Don't forget to mitigate in employment claims
By AdvocateDaily.com Staff
The duty to mitigate their losses often comes as a nasty surprise to plaintiffs with constructive and wrongful dismissal claims, Toronto employment and human rights lawyer Christopher Achkar tells AdvocateDaily.com.
Achkar, founder of Achkar Law, says it can be a challenge to explain to clients with no legal background that common law damages in employment cases are intended to compensate for reasonable notice periods, reflecting the difficulty of finding a new job.
“Mitigation is a completely unknown element of their claim until plaintiffs meet with an employment lawyer,” he says. “They tend to feel that it shouldn’t be any of their former employer’s business if they find another job and that they shouldn’t have any obligations to them after they are terminated.”
As a result, Achkar spells out the duty to search for fresh employment during the notice period in his retainer agreement with plaintiff clients and talks them carefully through their obligation to search for new work.
“By helping them walk in the shoes of an employer, you can help put things in perspective,” he explains, adding that he likes to provide the example of a family-run convenience store in order to place some distance between the client and the emotion they feel about their own case.

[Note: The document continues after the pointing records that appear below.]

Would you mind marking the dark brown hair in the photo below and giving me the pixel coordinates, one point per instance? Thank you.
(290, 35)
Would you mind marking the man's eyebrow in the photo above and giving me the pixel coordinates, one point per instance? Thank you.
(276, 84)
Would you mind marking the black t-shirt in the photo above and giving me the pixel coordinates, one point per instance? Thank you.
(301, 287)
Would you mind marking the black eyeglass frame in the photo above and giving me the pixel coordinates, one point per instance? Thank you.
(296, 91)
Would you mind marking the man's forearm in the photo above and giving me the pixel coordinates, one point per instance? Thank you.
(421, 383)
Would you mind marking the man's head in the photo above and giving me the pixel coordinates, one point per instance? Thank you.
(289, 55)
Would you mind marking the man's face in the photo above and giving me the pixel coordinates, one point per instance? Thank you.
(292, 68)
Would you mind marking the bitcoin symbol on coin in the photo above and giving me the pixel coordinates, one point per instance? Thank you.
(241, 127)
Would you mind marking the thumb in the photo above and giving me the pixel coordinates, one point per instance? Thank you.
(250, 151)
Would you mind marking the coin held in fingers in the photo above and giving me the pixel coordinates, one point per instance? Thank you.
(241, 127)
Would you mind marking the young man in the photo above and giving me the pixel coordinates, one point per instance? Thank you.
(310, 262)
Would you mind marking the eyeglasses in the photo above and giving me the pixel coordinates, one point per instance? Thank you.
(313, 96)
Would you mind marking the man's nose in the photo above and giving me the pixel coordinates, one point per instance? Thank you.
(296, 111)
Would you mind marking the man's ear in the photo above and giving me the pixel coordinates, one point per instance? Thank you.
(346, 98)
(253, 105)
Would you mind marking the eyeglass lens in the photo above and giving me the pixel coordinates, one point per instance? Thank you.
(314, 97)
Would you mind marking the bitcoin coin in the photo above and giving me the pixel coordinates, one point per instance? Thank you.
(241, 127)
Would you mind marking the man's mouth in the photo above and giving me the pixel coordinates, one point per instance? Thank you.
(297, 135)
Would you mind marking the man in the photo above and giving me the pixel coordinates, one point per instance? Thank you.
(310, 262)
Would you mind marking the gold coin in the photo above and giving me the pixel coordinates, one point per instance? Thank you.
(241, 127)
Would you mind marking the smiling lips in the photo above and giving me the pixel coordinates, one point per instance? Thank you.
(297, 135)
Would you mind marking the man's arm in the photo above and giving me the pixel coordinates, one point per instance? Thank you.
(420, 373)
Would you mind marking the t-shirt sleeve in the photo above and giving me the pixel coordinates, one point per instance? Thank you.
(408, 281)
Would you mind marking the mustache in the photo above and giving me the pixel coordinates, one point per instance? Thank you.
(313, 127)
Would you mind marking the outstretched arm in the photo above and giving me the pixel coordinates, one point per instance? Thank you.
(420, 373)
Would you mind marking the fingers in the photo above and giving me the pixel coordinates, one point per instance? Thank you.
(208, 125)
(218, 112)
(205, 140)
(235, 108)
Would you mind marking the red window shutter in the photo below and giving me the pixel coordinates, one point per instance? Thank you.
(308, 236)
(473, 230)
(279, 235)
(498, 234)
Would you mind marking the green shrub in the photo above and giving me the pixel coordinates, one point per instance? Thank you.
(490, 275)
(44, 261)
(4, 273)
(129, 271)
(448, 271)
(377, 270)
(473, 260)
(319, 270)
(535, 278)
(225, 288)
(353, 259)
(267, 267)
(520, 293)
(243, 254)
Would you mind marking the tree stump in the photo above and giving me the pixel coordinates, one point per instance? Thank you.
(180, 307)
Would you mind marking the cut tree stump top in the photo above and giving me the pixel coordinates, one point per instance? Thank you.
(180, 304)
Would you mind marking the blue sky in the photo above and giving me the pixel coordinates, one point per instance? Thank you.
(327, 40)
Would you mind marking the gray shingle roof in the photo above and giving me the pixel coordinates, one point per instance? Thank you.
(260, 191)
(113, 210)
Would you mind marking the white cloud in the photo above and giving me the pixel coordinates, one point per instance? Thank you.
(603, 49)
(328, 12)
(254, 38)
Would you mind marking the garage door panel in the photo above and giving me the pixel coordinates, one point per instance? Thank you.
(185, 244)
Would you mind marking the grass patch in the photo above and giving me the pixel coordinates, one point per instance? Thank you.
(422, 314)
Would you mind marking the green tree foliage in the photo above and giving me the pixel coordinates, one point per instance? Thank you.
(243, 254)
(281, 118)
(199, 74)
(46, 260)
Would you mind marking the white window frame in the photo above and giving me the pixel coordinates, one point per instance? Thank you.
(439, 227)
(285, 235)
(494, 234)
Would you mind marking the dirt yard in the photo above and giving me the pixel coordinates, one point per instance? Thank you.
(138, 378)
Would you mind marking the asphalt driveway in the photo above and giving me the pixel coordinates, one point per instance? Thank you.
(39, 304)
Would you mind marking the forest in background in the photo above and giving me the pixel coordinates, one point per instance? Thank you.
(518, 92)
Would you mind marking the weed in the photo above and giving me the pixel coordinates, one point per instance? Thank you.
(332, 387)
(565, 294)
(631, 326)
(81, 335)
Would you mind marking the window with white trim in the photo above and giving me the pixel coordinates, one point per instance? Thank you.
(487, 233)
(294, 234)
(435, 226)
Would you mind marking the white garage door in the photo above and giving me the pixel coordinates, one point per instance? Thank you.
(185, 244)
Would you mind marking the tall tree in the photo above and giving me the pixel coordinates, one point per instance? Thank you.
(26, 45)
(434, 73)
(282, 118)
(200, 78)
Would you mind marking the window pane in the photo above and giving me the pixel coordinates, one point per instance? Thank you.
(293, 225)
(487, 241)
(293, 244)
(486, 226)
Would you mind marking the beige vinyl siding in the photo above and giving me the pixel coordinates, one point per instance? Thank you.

“It’s unfair to expect a small business like that to pay for someone to sit at home doing nothing, in addition to hiring a new person to fill the spot they left,” Achkar says.
He says the level of effort considered acceptable in a plaintiff’s job search differs from judge to judge and will also vary according to the type of job they held.
“It’s pretty subjective," says Achkar. "Some judges are fine with one to three applications a week, while some will want to as many as 15 or 20 per week."
He says courts also recognize differences in seniority and job titles.
"If you’re a vice-president, they won’t expect you to apply to three positions every week because there isn’t that kind of abundance of openings. If you’re in an administrative position, the expectation is much greater because there are many more positions available.”
Either way, Achkar says fired employees must keep a record of all the positions they applied to and how far they progressed through the hiring process.
If a job search was successful, the plaintiff’s common law damages will be reduced in proportion to their earnings in the new position, he says.
For example, an employee fired from a $100,000 a year job after 12 years could be entitled to a full 12 months of reasonable notice under the common law. If the plaintiff manages to immediately find employment at the same rate, then their losses are considered fully mitigated and no common law damages are payable.
But if the new job only comes with a $50,000 salary, then the plaintiff is considered to have partially mitigated and the old employer may have to top them up to their old wage for the duration of the notice period.
However, Achkar says mitigation only applies to the common law notice period and has no effect on the minimum amounts owed to terminated employees under the Employment Standards Act (ESA), which equate to roughly one week of pay for every year the individual worked.
“If a person is fired after eight years and gets a new job at the same rate of pay the next day, they’re still getting eight weeks' pay under their ESA entitlements,” he explains.
Achkar says employers also have a role to play in the mitigation process and he encourages his employer clients to provide terminated employees with certain services to aid them in their search for a new job.
“You can put them in touch with placement services that can review their resume or help rehabilitate them if they've been out of the searching market for a while,” he says.
In higher-value cases, he says there’s almost no downside to sending former employees notices about openings at other companies.
“If they apply and land the job, then there's a good chance it’s going to reduce what the employer has to pay,” Achkar says.